Manslations by Mac Jeff

Manslations by Mac Jeff

Author:Mac, Jeff [Mac, Jeff]
Language: eng
Format: mobi, epub
Publisher: Sourcebooks, Inc.
Published: 2008-12-31T13:00:00+00:00


And the two go together, hand in glove. If a man is getting regular, fantastic sex, it might just make him think, “Good Lord, I am a god. I can do anything. I bet I could consolidate all the steel companies into one giant corporation!”

On the other hand, it can go the other way as well. “I swear to God, if I don't get some action sometime very soon, I am going to deforest the entire state of Minnesota.”

Now, this can refer to literal tools, as in that 111-piece screwdriver set that he wants, even if he has no intention of screwing in 111 things in his lifetime. Or that Dremel tool that… I don't know what it does. I'm not even sure what it is. But it has, like, seventy-five uses or something, and I kind of want one.

But a “tool” could really be anything that gives him a powerful advantage over the modern-day equivalent of saber-toothed tigers. For example, the computer.
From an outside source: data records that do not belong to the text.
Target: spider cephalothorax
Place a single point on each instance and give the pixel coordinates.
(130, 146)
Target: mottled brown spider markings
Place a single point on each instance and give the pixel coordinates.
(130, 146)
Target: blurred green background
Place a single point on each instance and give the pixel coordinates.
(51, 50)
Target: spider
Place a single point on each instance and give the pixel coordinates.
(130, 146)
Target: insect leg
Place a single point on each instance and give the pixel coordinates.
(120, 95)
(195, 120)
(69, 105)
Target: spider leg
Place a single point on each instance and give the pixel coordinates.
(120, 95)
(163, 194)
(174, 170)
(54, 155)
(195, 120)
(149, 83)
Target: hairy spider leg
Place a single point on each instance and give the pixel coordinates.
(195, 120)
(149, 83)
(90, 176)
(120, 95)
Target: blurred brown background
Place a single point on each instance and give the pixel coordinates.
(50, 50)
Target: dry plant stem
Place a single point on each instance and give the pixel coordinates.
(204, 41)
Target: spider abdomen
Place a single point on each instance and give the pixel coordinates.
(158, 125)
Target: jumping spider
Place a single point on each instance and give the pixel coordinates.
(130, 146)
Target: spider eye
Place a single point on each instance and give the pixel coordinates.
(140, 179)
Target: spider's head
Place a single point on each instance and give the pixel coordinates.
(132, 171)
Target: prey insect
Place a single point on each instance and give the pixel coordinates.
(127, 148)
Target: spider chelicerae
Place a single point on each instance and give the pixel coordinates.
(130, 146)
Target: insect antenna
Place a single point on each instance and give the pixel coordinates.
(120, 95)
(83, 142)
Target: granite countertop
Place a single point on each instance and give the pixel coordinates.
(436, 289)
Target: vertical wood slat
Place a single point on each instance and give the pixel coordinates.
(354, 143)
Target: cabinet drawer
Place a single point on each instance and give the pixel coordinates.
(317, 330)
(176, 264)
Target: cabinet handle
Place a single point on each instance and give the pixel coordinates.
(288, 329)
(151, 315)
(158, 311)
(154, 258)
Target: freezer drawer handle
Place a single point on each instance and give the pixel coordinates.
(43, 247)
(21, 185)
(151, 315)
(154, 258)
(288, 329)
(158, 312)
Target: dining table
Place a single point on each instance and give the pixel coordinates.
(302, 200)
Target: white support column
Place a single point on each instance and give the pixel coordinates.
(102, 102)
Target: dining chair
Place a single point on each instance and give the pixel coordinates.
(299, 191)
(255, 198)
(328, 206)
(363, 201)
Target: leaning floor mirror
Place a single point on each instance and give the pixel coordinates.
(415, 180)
The advent of computers as a part of our day-to-day lives has… okay, sorry. Suddenly this turned into an article in the New Yorker. The computer is the pointy stick that brings down the mastodon. It's the wheel. It's the thing that makes a guy feel like he's CAPABLE: “Check it out! I can print— WIRELESSLY—from anyplace in the house!” He now feels like the mighty god Thor, seated at the right hand of Odin in Valhalla.
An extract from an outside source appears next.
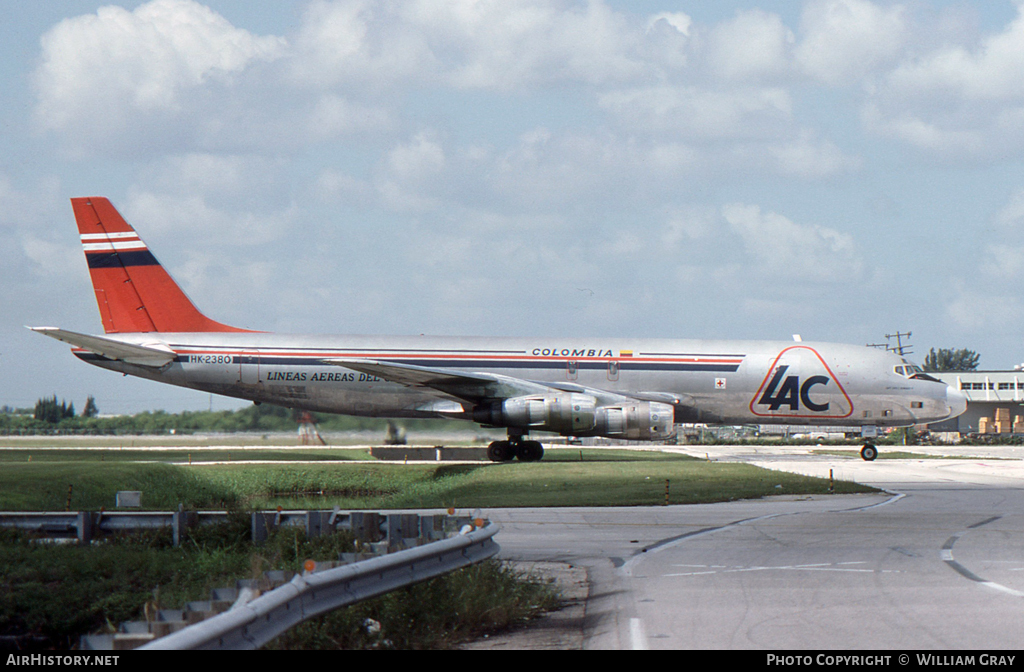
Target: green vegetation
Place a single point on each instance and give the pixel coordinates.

The computer is a big area of misunderstanding between men and women (you can also see this with cars, home theaters, and model trains, probably). It's the idea of the best. If you spend enough time with guys who are into computers, you'll hear them fantasize about the unbelievable gear they'll have one day. You'll ask what seems to be a reasonable question, “Why do you need that? What does it do that your computer doesn't do?” This is where the answers will get a little fuzzy. It's not so much that he needs it. It's that he can't relax knowing that someone, somewhere out there, has a more awesome computer.

Another fairly common example of this is the GPS device. GPS in the car means never having to ask for directions. Why can't he ask for directions? I don't know—why do you need five pairs of nearly identical black shoes? It is what it is.

He can't just ask for the directions because—and this is important—he's not lost. Yet. He hasn't conceded defeat yet. To ask for directions is to admit that he is not as much of a badass as whichever gas station attendant he asks for help. (Jack Bauer doesn't stop to ask for advice on how to strangle someone, does he? Pff. Bet your ass he doesn't.) I know it's frustrating for you because, well, what do you care? You just want to get there, right?

So there's your solution. If your man simply will not ask for directions, buy him a cool GPS tracking system. He'll install it, and it will tell him where to turn.